As mudanças nas regras para obtenção da Carteira Nacional de Habilitação (CNH) já provocaram cerca de 100 mil demissões no setor de formação de condutores, segundo a Federação Nacional das Autoescolas (Feneauto). Agora, a flexibilização das normas também está sendo questionada no Supremo Tribunal Federal (STF), por meio de uma Ação Direta de Inconstitucionalidade (ADI).

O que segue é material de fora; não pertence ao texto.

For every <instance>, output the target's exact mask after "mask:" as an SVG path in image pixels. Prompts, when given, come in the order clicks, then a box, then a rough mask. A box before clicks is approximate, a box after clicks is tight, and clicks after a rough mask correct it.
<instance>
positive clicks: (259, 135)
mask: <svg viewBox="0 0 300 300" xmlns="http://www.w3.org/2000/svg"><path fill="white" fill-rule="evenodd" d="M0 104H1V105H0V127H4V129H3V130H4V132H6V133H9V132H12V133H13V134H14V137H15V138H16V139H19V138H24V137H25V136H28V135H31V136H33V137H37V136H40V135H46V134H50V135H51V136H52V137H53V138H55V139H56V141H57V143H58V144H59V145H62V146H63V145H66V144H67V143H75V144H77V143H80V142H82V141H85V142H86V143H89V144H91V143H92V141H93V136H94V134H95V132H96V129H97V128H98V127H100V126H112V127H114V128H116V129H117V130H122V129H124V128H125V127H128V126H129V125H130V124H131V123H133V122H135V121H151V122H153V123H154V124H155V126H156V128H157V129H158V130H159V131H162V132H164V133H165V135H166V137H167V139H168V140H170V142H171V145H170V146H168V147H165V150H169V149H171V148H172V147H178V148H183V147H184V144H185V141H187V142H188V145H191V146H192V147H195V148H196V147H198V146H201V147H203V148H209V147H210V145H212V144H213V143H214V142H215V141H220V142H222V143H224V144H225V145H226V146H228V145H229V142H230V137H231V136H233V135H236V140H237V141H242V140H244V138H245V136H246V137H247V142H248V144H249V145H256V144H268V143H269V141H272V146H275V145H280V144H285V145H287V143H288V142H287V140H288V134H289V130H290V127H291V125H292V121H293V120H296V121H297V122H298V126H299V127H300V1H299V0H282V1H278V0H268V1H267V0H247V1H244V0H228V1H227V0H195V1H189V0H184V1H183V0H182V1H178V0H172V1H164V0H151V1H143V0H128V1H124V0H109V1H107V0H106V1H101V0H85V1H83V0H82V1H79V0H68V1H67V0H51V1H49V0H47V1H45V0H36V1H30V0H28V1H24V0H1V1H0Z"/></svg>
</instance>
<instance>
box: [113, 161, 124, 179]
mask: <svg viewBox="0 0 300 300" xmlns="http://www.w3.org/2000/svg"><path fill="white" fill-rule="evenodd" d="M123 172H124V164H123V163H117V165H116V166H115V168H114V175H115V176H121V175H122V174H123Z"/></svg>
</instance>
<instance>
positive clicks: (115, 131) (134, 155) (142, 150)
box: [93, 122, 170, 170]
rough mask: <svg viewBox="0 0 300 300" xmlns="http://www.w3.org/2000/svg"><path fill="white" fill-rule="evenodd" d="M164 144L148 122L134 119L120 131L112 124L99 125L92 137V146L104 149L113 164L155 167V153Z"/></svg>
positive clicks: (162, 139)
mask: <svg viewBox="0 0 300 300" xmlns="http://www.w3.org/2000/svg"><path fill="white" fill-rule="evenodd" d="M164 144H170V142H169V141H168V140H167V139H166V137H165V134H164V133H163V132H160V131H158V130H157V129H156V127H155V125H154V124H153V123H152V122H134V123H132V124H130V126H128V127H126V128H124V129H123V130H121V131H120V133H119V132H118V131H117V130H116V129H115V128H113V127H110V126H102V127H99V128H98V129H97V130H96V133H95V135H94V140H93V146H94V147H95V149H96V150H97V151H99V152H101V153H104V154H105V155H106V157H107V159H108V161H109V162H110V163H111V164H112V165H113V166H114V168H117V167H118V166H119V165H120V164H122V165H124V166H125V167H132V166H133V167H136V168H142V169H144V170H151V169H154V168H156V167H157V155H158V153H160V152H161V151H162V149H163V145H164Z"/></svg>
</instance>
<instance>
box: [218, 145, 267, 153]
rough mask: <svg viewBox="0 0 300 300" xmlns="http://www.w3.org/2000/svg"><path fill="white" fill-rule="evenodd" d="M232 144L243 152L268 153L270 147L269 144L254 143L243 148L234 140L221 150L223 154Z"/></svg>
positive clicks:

De acordo com o presidente da Feneauto, Ygor Valença, o novo modelo reduziu drasticamente a estrutura das autoescolas. A entidade afirma que aproximadamente 60 mil diretores gerais e de ensino deixaram de atuar, além de 35 mil a 40 mil instrutores teóricos, desde o início da vigência das novas regras.
O que mudou na CNH?
As alterações promovidas pelo Conselho Nacional de Trânsito (Contran) e pelo governo federal flexibilizaram o processo de formação de novos motoristas. Entre as principais mudanças estão o fim da obrigatoriedade do curso teórico presencial em autoescolas, que passou a ser oferecido gratuitamente de forma on-line pelo governo, e a redução da carga mínima de aulas práticas, de 20 para apenas duas horas.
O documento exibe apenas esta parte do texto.